In 1870, the widow Tulip Jones inherits 35 million dollars and a ranch at By-Golly Gully, Texas.  She immediately hops the next boat over to America from her native England (she brings "two trunks of tea and her twelve pet tortoises" and three servants that would soon serve as ranch-hands). When the Widow Jones gets there, she and her three ladies-in-waiting soon realize that everything grows bigger in Texas.  "Potatoes are so big it only takes seven of them to make a dozen."  Her turtles grow to the size of thoroughbreds, and she treats them as the speedy steeds they become.
By Golly Gully was so hot that chickens laid hard-boiled eggs,
and lizards hobbled around on stilts to avoid
burning their feet on the ground.

But it's her money, not her green thumb or animal husbandry, that makes men line up for miles to propose to her. Every day she fends them off one at a time, and every night she sits and chats with Charlie, the ranch's baker, and eats the delicious things he makes for her to try.

She comes up with a plan to get rid of the suitors by making her hand in marriage something to be won in an impossible contest.  Meanwhile, back at the ranch, her three ranch hand pals come up with their own plan: to invite a thousand brides to come and take the thousand suitors off of the Widow Jones' hands.

These two plans unfold simultaneously and seamlessly, and my kids were wrapped up in the drama as Anne Isaacs builds up the story in a great, too tall Texas way.  I won't spill all the beans, but you've probably guessed that there were some very entertaining hiccups in each of the plans, and the thousand brides end up scaring away the main bad guys--the Hole in the Pants Gang--because these guys would rather go to jail than get married.

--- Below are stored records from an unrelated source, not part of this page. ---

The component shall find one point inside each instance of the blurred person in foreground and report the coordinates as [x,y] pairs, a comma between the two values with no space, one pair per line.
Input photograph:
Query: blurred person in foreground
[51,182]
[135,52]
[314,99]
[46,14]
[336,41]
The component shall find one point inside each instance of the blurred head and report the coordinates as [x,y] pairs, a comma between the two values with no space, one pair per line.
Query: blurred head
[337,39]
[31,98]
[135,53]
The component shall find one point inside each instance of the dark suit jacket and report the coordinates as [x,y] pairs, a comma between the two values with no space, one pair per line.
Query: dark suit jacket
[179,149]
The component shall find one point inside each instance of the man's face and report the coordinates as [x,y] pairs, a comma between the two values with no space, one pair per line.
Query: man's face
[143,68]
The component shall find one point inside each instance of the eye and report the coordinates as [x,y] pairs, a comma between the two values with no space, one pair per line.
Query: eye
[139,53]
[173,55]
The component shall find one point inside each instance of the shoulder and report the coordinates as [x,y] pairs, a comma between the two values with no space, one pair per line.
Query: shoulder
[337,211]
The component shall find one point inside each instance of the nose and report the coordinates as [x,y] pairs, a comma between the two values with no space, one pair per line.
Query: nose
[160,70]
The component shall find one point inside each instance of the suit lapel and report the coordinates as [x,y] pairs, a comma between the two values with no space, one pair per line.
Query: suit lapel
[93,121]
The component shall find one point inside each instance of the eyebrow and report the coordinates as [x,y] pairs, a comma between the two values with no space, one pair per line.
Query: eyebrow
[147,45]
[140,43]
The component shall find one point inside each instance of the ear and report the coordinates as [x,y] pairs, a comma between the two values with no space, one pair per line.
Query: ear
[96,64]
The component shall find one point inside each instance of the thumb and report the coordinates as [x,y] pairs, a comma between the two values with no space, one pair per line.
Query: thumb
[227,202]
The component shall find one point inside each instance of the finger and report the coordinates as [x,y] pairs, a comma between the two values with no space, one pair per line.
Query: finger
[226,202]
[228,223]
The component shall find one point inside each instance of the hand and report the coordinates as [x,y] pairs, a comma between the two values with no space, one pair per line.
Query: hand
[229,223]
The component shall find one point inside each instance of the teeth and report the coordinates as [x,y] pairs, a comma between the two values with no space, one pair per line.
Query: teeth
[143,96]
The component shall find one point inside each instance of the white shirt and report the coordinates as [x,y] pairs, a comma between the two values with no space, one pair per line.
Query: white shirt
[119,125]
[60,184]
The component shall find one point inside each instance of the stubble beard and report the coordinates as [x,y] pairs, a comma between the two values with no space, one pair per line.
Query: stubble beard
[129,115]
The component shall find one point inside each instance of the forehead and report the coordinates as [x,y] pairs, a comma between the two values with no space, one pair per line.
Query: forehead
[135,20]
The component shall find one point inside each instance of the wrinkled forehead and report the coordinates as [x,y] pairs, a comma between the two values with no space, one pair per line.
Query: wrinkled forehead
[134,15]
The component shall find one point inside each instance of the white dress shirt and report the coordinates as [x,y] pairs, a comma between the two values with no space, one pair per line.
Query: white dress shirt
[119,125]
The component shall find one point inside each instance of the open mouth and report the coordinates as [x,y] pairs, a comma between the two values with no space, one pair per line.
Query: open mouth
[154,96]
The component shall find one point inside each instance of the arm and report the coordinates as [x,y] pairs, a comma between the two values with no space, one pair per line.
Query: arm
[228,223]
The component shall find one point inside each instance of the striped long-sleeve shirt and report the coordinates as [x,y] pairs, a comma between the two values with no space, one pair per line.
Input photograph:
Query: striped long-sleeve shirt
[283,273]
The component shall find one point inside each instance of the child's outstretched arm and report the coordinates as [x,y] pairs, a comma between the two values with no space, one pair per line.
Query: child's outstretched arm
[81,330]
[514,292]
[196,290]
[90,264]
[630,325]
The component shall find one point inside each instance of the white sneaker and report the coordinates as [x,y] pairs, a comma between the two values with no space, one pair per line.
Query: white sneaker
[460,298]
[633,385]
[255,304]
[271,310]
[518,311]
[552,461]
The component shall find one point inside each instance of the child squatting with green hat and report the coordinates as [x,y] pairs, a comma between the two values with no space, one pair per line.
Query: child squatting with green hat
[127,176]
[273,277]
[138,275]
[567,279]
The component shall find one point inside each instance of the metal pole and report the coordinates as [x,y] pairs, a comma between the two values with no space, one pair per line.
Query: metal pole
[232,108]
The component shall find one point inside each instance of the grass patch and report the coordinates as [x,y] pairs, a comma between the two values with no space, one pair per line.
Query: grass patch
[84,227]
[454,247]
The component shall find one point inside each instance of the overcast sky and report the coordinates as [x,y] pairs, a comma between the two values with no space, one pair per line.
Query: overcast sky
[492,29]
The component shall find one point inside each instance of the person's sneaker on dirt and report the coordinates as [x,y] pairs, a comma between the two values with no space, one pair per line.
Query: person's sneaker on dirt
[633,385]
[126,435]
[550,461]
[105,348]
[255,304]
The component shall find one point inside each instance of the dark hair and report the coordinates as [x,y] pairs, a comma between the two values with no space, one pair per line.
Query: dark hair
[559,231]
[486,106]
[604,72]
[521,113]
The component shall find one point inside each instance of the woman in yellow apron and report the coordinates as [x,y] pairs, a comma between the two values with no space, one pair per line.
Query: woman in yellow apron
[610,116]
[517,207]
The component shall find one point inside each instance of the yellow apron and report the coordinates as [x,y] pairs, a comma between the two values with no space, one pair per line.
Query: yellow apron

(I did my best not to laugh out loud and then explain why that was so funny on that point while reading to my kids.)

Anyway, the three ranch hands also find husbands so the Widow Jones is left...alone.  Just for the moment, because her baker Charlie has more to offer her than a baked good at the end of her last day of suitors.  He has a diamond ring for her to try.  It's a happy ending after a long, rollicking tale that just feels good to everyone.

Hats off to Anne Isaacs here for writing such a break-the-rules long picture book that really would be less good if it was less wordy.  I'm surprised I like it so much because the story is all about getting hitched, and I think the normal picture book audience is too young to think much about that.  And it's looooong...I'm surprised three year old Kiefer sat through it.

Illustrator Kevin Hawkes might be a big part of the reason he did.  Hawkes is incredible, crazy talented, excelling at making downright impossible things look like they could happen tomorrow morning, if only you were in the right place.  He illustrated one of my favorite holiday books, Santa From Cincinnati, as well as two books I've not reviewed but bought because the illustrations just blew me away (the stories are wonderful, too!): The Library Lion and Velma Gratch and the Way Cool Butterfly.

For me, Isaacs and Hawkes make a fantastic duo.  I'd like to see them pair up again!